You should be able to keep a reference to the OutputCollector provided
to the #map() method, and then use it in the #close() method.

I believe that there's a new API that will actually provide the output
collector to the close() method via a context object, but in the mean
time I think the above should work.

-----Original Message-----
From: Stuart White [mailto:stuart.whi...@gmail.com] 
Sent: 17 March 2009 12:13
To: core-user@hadoop.apache.org
Subject: Release batched-up output records at end-of-job?

I have a mapred job that simply performs data transformations in its
Mapper.  I don't need sorting or reduction, so I don't use a Reducer.

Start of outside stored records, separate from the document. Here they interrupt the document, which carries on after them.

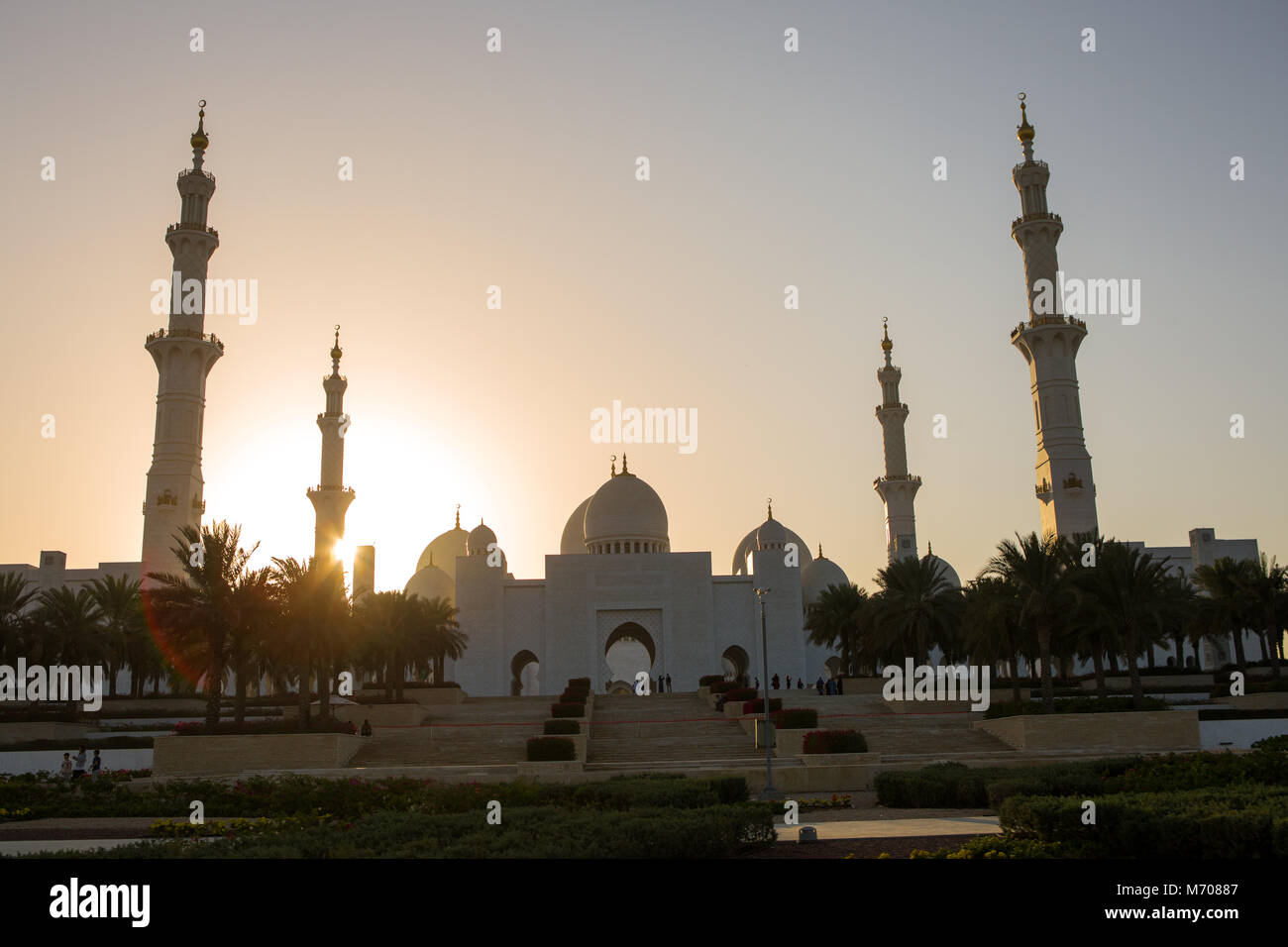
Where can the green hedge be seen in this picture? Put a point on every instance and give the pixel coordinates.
(797, 719)
(544, 749)
(1076, 705)
(835, 741)
(1225, 822)
(716, 831)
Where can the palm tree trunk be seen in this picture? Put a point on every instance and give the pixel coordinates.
(1098, 661)
(1137, 694)
(1044, 655)
(215, 692)
(304, 696)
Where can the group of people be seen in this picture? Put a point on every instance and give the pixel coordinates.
(75, 770)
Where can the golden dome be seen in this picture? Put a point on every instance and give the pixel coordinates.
(198, 137)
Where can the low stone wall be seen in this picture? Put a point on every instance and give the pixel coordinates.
(1146, 729)
(217, 755)
(44, 729)
(381, 714)
(1273, 699)
(1122, 682)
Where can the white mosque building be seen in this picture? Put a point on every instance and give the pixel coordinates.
(616, 598)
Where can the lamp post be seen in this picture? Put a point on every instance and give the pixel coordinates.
(769, 791)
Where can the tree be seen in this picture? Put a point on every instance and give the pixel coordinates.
(1224, 607)
(917, 605)
(1131, 590)
(68, 629)
(196, 608)
(16, 594)
(1035, 569)
(991, 625)
(836, 618)
(121, 611)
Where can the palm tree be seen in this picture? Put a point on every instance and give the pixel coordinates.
(121, 609)
(1035, 569)
(917, 604)
(1129, 589)
(1224, 608)
(68, 629)
(436, 624)
(196, 608)
(835, 617)
(16, 594)
(1263, 582)
(991, 625)
(312, 608)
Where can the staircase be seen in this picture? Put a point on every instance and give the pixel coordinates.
(661, 731)
(482, 731)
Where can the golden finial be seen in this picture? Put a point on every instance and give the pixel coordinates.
(198, 137)
(1024, 132)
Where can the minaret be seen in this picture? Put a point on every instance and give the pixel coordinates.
(897, 487)
(183, 355)
(1048, 343)
(331, 497)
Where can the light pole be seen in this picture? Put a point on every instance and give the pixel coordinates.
(769, 791)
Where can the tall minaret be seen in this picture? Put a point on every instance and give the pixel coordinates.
(1048, 343)
(183, 355)
(331, 497)
(897, 487)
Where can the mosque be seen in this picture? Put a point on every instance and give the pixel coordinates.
(616, 598)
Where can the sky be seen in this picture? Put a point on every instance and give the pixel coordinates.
(518, 169)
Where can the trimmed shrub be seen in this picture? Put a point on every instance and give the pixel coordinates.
(1076, 705)
(1227, 822)
(542, 749)
(835, 741)
(797, 719)
(329, 724)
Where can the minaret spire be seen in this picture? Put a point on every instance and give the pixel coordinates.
(897, 487)
(1048, 342)
(183, 355)
(331, 497)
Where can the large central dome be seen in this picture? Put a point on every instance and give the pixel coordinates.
(626, 515)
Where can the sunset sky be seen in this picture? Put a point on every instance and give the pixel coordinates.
(516, 169)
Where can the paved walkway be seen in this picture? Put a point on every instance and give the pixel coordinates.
(894, 827)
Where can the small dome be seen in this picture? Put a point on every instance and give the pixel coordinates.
(819, 575)
(626, 508)
(430, 582)
(574, 539)
(443, 549)
(949, 574)
(771, 535)
(481, 536)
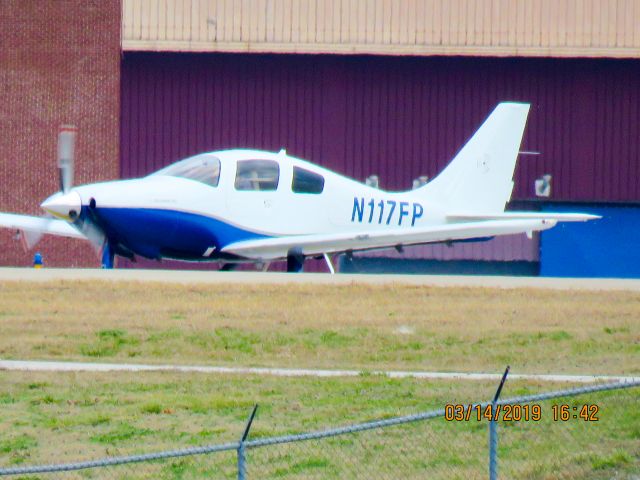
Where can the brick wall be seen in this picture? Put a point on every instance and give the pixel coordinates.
(59, 63)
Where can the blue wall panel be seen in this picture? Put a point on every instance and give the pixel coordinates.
(609, 247)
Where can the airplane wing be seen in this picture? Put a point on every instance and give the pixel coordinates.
(316, 244)
(39, 224)
(561, 217)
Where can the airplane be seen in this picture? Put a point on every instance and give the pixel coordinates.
(241, 205)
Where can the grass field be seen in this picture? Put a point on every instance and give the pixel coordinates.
(368, 327)
(65, 417)
(83, 416)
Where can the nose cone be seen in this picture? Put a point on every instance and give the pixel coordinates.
(63, 205)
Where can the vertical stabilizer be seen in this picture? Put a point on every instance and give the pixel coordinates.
(480, 177)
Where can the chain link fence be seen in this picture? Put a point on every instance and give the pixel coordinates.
(591, 432)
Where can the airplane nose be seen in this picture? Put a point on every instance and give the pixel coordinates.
(63, 205)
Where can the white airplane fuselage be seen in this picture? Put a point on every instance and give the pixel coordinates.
(251, 205)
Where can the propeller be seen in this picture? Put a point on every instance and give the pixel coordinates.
(67, 204)
(66, 151)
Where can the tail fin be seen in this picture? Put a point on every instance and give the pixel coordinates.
(480, 177)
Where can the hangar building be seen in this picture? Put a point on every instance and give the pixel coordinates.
(376, 87)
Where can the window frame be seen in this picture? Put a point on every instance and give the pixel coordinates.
(241, 169)
(312, 175)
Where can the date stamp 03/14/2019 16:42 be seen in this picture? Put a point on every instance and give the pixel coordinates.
(457, 412)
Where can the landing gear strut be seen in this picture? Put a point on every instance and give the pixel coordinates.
(295, 261)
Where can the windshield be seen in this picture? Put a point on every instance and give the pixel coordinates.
(201, 168)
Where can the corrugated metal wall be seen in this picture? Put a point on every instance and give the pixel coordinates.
(395, 117)
(574, 28)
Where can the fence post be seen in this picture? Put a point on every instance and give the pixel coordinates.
(493, 431)
(242, 469)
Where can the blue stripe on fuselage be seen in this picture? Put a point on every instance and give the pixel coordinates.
(157, 233)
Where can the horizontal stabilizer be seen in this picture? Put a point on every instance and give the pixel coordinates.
(560, 217)
(39, 224)
(316, 244)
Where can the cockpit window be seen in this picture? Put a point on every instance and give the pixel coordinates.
(201, 168)
(260, 175)
(305, 181)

Without getting too detailed, the nature of my processing is such that
it is much more efficient if I can process blocks of records
at-a-time.  So, what I'd like to do is, in my Mapper, in the map()
function, simply add the incoming record to a list, and once that list
reaches a certain size, process the batched-up records, and then call
output.collect() multiple times to release the output records, each
corresponding to one of the input records.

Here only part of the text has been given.